Giving hope to persecuted Christians since 1995
Select Page

China halts shipment of Bibles from Vision Beyond Borders, a U.S. Christian group

ICC Note:

While China boasts of its printing 800,000 Bibles a month, Chinese Christians who do not worship in state controlled churches cannot seem to get their hands on any. When Vision Beyond Borders attempted to deliver Bibles to these Christians this week, they were detained at the airport by Chinese officials who are refusing to return the Bibles to the group.


8/18/08 China (LosAngelesTimes) An American Christian group that was stopped at the airport when it tried to bring in more than 300 Bibles won’t leave the customs zone until it gets the books back, its leader said today.
The four Americans, led by Pat Klein of the Wyoming-based Vision Beyond Borders, said they were convinced officials wanted them to leave the Kunming airport in southern China without the Bibles, preventing their distribution.

China is hosting the Olympics through Aug. 24, which has intensified the global spotlight on the country’s suppression of religious freedom and violation of human rights.

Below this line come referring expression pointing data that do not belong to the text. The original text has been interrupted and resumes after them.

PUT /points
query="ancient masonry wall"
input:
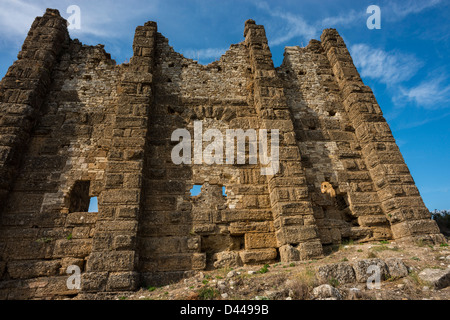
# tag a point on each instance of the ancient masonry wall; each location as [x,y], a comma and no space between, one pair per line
[74,125]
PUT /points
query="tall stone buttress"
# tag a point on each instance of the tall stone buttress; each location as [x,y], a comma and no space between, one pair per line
[75,126]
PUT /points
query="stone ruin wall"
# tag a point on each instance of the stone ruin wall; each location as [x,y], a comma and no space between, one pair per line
[75,125]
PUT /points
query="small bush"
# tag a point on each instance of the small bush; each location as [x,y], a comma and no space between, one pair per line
[442,219]
[333,282]
[264,269]
[207,293]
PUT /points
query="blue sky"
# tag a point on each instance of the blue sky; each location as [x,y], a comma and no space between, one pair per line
[405,62]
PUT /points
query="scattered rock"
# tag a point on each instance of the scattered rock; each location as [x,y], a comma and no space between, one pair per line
[343,272]
[396,268]
[366,268]
[354,294]
[227,259]
[436,277]
[326,291]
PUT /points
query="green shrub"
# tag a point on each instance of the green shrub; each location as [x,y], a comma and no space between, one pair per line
[207,293]
[264,269]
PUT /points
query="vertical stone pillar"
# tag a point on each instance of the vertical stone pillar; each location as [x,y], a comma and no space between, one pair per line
[296,230]
[113,262]
[400,198]
[23,90]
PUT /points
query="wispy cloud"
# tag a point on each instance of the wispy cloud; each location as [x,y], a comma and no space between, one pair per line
[105,18]
[388,67]
[431,94]
[294,25]
[206,54]
[415,124]
[404,8]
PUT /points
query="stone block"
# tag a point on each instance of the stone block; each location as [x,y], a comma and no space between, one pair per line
[258,255]
[260,240]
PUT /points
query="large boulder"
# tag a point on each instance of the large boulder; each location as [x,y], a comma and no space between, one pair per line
[396,268]
[342,272]
[364,269]
[436,277]
[326,292]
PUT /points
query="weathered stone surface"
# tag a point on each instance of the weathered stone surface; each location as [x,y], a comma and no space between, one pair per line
[396,267]
[80,126]
[288,253]
[326,292]
[227,259]
[342,272]
[258,255]
[436,277]
[369,267]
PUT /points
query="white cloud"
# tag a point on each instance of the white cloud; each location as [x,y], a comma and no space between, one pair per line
[204,54]
[104,18]
[294,26]
[16,17]
[410,7]
[432,94]
[388,67]
[343,19]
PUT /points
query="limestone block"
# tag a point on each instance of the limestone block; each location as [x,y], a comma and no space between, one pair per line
[343,272]
[257,255]
[260,240]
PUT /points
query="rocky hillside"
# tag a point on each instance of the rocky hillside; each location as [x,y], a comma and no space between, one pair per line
[406,272]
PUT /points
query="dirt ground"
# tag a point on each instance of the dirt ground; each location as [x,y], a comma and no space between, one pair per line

The Chinese say they have printed 50 million Bibles in the last 32 years and are producing 800,000 a month for domestic consumption, but Klein said his Christian contacts can’t get their hands on Bibles — hence his trip.

Klein said he asked authorities to show him the law in English against bringing in Bibles, only to be brought a vaguely worded postal regulation prohibiting material harmful to China.

The four said they slept on couches in the customs zone Sunday night, but the lights were on all night and officials kept coming in to question and videotape them and urge them to leave their work space. Chinese authorities told group members they could each keep one Bible for personal use. One of their members was permitted this morning to go buy some food.
The Chinese Constitution guarantees freedom of religion. In reality, worship is heavily regulated by a regime wary of political challenge. People who worship outside official institutions face harassment, arrest and years in labor camps.